L’album commence d’ailleurs avec « Elégie » de Massenet… sur un texte de Louis Gallet. On s’étonnera de ce choix, mais on sera du moins heureuse d’entendre un jeune ténor encore peu connu du public, Kaëlig Boché, défendre cette pièce. Timbre lumineux, excellente diction, voix homogène – y compris dans les grands intervalles –, le ténor fait preuve d’une grande élégance dans un répertoire qui lui convient remarquablement. Voilà un mélodiste à suivre de près.

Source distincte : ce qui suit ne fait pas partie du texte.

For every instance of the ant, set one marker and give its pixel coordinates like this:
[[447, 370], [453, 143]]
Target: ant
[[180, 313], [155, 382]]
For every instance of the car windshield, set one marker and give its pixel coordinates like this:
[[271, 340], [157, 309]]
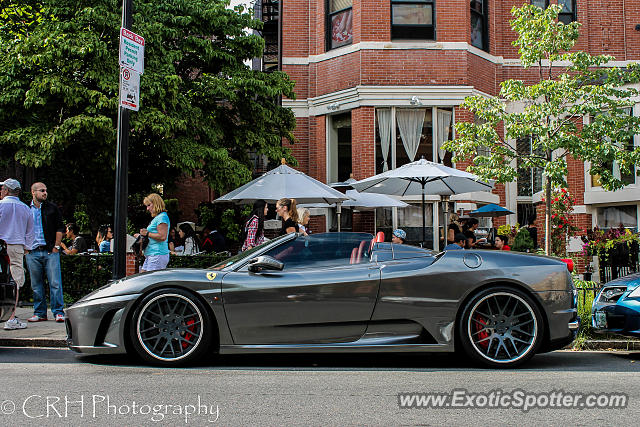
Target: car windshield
[[234, 259]]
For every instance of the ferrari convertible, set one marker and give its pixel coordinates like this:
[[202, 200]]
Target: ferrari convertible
[[335, 292]]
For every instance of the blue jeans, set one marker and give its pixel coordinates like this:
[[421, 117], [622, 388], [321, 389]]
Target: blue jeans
[[40, 263]]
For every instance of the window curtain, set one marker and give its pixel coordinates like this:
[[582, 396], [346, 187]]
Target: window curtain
[[444, 125], [384, 129], [410, 123]]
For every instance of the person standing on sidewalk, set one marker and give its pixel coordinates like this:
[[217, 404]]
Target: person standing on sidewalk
[[157, 251], [79, 245], [44, 258], [16, 229]]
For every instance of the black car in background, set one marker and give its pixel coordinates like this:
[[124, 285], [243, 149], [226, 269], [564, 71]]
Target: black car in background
[[7, 289], [335, 292]]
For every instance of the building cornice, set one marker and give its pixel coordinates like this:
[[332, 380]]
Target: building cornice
[[425, 45]]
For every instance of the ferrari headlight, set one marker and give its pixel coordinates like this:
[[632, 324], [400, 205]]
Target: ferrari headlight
[[612, 294], [635, 293]]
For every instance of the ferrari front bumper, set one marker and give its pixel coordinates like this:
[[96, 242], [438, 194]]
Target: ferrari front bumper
[[98, 326]]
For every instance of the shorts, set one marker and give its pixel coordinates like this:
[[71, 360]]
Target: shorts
[[155, 262], [16, 259]]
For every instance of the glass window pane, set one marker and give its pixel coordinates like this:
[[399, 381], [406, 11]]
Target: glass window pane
[[616, 216], [477, 5], [341, 29], [477, 31], [425, 147], [567, 6], [335, 5], [412, 14]]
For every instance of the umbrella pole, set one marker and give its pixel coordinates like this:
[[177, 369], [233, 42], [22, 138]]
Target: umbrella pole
[[445, 209], [424, 223]]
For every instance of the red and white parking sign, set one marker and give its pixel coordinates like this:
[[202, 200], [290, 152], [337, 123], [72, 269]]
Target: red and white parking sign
[[131, 51], [129, 89]]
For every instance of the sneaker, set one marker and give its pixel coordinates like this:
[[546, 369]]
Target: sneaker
[[15, 323]]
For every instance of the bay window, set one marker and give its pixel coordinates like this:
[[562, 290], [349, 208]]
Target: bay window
[[339, 23], [413, 19], [404, 135], [480, 24]]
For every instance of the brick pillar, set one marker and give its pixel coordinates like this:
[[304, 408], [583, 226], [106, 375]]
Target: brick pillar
[[318, 224], [364, 222], [131, 266], [363, 142]]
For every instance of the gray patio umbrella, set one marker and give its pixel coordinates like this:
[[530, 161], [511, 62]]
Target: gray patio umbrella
[[491, 210], [364, 201], [284, 181], [422, 177]]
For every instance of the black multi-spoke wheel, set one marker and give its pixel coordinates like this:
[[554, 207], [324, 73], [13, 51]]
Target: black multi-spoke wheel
[[170, 327], [501, 327]]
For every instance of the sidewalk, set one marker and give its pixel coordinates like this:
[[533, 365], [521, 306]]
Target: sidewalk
[[53, 334], [37, 334]]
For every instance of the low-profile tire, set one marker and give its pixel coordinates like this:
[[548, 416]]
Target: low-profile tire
[[501, 327], [170, 327]]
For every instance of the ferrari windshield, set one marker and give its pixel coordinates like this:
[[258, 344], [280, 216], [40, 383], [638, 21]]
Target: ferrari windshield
[[248, 253]]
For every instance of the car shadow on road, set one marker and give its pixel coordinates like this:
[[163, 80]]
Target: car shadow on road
[[576, 361], [559, 360]]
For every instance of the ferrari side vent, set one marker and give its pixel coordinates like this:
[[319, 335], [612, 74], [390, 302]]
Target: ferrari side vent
[[426, 338], [104, 327]]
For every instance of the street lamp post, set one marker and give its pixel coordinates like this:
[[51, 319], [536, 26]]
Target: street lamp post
[[122, 169]]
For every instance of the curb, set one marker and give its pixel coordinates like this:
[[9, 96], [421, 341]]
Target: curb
[[587, 345], [626, 345], [33, 342]]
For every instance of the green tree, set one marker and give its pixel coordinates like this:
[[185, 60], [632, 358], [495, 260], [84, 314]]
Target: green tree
[[569, 85], [202, 108]]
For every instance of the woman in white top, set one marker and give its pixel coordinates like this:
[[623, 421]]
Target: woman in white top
[[305, 216], [191, 246]]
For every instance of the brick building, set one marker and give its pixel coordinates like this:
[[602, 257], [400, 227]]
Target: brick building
[[368, 71]]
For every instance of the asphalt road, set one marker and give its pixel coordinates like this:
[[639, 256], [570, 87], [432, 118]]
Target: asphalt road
[[310, 390]]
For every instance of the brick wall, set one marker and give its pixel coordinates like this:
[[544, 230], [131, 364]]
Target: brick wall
[[190, 192]]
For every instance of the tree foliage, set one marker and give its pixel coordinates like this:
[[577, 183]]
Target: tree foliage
[[570, 85], [202, 109]]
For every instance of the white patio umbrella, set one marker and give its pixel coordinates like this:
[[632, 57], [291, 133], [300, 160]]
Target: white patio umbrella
[[422, 177], [284, 181], [363, 201]]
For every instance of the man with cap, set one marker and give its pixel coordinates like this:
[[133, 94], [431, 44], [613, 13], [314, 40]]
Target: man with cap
[[44, 259], [16, 229], [459, 242], [398, 236]]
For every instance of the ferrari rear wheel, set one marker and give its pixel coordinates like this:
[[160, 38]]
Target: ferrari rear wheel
[[501, 327], [171, 327]]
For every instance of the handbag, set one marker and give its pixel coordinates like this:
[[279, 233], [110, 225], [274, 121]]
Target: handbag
[[140, 245]]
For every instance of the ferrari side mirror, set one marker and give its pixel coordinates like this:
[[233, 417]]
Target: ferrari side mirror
[[264, 262]]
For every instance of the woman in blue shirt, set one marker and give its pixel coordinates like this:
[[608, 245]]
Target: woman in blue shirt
[[103, 239], [157, 251]]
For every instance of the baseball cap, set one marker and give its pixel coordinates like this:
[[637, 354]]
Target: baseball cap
[[400, 233], [11, 184]]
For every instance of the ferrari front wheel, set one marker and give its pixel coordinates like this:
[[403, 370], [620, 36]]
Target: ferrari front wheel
[[170, 327], [501, 327]]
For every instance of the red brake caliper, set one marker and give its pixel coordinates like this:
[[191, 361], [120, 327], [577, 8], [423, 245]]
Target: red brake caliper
[[191, 327], [482, 334]]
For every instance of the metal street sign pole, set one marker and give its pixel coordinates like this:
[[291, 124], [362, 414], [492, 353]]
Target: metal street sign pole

Nul besoin en revanche de démontrer les affinités de Karine Deshayes avec la mélodie française. Il y a bien sûr l’attention portée à la diction et au sens des mots qui ne fait jamais défaut, comme dans « La Belle Isabeau » de Berlioz, ballade d’inspiration médiévale, pleine de chromatismes et de figuralismes dont la mezzo-soprano rend tout le caractère tragique. Mais il y a aussi ce haut-medium lumineux qui se déploie dans les pages plus lyriques, à l’image d’« Amour, printemps – Printemps, amour ! » d’Edmond Guion, sans doute l’une des plus belles pièces de l’album. C’est cet équilibre entre un chant intimiste et des accents plus dramatiques qui donne aussi du relief aux mélodies un peu moins intéressantes sur le plan du texte ou de la composition – car il y en a.

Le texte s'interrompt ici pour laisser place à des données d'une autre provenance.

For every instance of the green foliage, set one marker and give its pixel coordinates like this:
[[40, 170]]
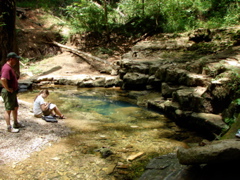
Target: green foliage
[[238, 101], [229, 121], [145, 16], [235, 82], [86, 16]]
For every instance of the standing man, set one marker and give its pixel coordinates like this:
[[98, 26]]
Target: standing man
[[9, 92]]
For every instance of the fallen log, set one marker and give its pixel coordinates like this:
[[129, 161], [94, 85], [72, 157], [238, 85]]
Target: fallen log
[[99, 64]]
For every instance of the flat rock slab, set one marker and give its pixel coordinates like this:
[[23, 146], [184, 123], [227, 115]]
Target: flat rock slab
[[218, 152], [167, 167]]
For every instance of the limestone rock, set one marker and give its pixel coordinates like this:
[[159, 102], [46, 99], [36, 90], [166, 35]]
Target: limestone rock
[[218, 152]]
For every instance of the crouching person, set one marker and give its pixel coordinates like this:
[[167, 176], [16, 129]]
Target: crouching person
[[41, 108]]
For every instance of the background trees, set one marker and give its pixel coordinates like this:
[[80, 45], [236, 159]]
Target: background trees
[[7, 30]]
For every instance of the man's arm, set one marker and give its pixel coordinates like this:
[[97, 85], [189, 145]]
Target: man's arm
[[5, 85]]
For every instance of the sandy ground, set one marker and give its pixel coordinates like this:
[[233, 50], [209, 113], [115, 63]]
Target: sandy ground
[[37, 133]]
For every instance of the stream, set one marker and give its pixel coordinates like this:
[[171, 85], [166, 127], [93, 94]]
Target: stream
[[98, 118]]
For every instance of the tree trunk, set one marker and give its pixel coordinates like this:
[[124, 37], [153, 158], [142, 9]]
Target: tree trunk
[[7, 31]]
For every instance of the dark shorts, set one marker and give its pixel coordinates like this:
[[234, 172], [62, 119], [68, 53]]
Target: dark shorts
[[9, 99]]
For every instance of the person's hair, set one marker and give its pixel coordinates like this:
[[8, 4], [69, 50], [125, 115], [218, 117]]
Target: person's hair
[[44, 91]]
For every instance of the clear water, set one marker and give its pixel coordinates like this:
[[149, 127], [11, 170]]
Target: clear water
[[99, 118], [104, 106]]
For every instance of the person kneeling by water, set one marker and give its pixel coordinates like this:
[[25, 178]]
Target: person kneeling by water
[[41, 108]]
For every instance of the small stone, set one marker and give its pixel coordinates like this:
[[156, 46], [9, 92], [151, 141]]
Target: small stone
[[134, 156]]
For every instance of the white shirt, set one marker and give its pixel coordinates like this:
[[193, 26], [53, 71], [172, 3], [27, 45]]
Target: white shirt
[[37, 105]]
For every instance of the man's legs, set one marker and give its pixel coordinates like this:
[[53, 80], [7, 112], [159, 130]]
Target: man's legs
[[7, 117], [15, 115], [9, 127]]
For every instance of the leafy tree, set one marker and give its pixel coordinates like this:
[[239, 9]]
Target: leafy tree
[[7, 30]]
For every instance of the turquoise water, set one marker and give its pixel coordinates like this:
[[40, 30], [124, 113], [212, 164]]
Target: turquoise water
[[104, 106]]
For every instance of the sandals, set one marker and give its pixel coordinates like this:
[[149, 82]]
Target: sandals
[[62, 117]]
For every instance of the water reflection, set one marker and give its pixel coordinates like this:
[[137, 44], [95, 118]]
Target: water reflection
[[100, 118]]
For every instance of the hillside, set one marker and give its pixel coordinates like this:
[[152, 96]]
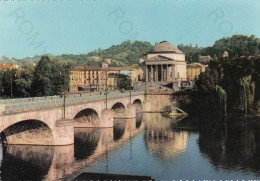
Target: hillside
[[128, 53]]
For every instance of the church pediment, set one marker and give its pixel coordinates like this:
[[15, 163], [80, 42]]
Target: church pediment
[[159, 58]]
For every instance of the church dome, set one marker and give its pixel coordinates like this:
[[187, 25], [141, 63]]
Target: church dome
[[165, 47]]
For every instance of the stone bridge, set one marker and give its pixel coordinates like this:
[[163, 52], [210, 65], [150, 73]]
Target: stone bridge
[[61, 162], [40, 121]]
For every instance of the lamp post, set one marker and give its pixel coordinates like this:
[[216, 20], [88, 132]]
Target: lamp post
[[64, 98], [11, 87], [130, 89]]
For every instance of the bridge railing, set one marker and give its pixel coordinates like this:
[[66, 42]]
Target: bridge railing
[[45, 102]]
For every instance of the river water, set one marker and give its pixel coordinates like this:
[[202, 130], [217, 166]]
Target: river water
[[150, 145]]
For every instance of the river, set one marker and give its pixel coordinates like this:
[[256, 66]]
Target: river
[[150, 145]]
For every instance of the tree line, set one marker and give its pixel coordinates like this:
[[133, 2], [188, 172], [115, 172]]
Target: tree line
[[49, 77], [230, 85], [236, 46]]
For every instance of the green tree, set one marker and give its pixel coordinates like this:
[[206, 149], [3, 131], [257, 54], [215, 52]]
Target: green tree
[[51, 77], [23, 81]]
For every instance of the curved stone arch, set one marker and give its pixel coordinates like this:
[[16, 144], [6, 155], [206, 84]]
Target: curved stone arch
[[119, 129], [28, 132], [119, 109], [87, 118]]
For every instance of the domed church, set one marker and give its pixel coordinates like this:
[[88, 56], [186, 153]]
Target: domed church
[[164, 64]]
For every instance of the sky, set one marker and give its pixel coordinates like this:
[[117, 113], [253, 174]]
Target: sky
[[36, 27]]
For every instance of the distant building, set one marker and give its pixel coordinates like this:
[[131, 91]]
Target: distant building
[[164, 64], [194, 70], [95, 58], [108, 60], [8, 66], [205, 59], [225, 54], [100, 78]]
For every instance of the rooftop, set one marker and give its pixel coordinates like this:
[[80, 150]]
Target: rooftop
[[6, 66], [165, 47]]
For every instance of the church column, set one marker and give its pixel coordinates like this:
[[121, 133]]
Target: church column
[[152, 77], [146, 73], [167, 73], [161, 72], [156, 78], [173, 72]]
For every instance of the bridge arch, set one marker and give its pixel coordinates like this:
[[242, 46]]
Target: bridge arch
[[139, 106], [119, 109], [119, 128], [87, 118], [28, 132]]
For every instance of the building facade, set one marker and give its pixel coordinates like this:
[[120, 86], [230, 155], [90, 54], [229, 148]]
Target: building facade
[[194, 70], [164, 64], [100, 78], [8, 66]]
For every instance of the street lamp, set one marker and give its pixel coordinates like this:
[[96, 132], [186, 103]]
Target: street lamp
[[64, 98], [130, 88], [106, 88]]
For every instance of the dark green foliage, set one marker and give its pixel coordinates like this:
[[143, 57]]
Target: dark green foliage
[[239, 82], [51, 77], [24, 80], [236, 46], [127, 53]]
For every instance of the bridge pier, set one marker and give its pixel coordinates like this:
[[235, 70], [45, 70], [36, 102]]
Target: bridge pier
[[107, 118], [131, 110], [64, 132]]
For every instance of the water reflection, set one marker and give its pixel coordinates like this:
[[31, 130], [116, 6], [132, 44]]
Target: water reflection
[[86, 141], [160, 139], [22, 162], [234, 146], [139, 119], [119, 128], [26, 162]]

Malheureusement, la soprano Marie-Laure Garnier souffre un peu de la comparaison avec ses deux collèges : s’il était intéressant de faire appel à une voix plus large, celle-ci est un peu à l’étroit dans les romances – poitriner autant par exemple dans « Soleil couchant » de Massenet semble excessif –, et on regrette un timbre qui manque de brillant et un haut-medium un peu saturé. Le trio « Ah pour votre assistance, seigneur, j’ai l’espérance », tiré de Piquillo de Monpou, fonctionne ainsi assez mal parce que les trois voix sont trop différentes les unes des autres ; le fait que cette page d’opéra soit ramenée à une réduction pour piano ne les aide sans doute pas non plus.

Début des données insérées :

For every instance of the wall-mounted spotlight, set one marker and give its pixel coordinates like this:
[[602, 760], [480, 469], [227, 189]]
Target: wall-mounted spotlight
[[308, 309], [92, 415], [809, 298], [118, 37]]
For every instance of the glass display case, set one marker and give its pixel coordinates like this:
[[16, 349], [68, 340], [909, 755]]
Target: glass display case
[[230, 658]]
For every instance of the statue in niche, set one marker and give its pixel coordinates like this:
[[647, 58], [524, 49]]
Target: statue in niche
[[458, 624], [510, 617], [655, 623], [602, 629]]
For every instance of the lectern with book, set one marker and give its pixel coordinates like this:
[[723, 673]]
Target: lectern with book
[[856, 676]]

Ce n’est pourtant pas la faute d’Alphonse Cemin, qui se montre un pianiste attentif aussi bien dans des pages très romantiques comme l’air de Raoul « Ah, l’abbé, je l’ai mis en déroute ! » (extrait du Chevalier d’Harmental de Messager) que dans les couleurs impressionnistes d’« Amour, printemps – Printemps, amour ! » ou hispanisantes du « Jardin » d’Henri Reber. Retenue ou défaut de la prise de son, on aurait en tout cas aimé l’entendre davantage car il soutient bien les chanteurs et se saisit de tous les détails figuralistes pouvant apporter de la densité et du sens à la musique – « La Belle Isabeau » avec ses chromatismes descendants en étant sans doute le meilleur exemple. La présence du violoncelliste Raphaël Jouan va dans le même sens, apportant davantage de couleurs et de densité dans les pièces où il est présent. Peut-être aurait-il été intéressant de leur laisser quelques pages instrumentales dans l’album ?
« Dumas et la musique » oui, mais pas seulement ; et les pages qui viennent s’y ajouter ne sont pas toutes des plus passionnantes – ou alors il aurait fallu prendre le temps de justifier leur présence sur cet enregistrement. On se dit que Dumas méritait peut-être mieux, et qu’il valait la peine de le détromper, lui qui affirmait que « La poésie n’aime pas la musique, parce qu’elle est elle-même une musique. Quand la poésie a affaire à la musique, elle n’a donc point affaire à une sœur, mais à une rivale » ((« Poètes, peintres et musiciens », Le Mousquetaire)).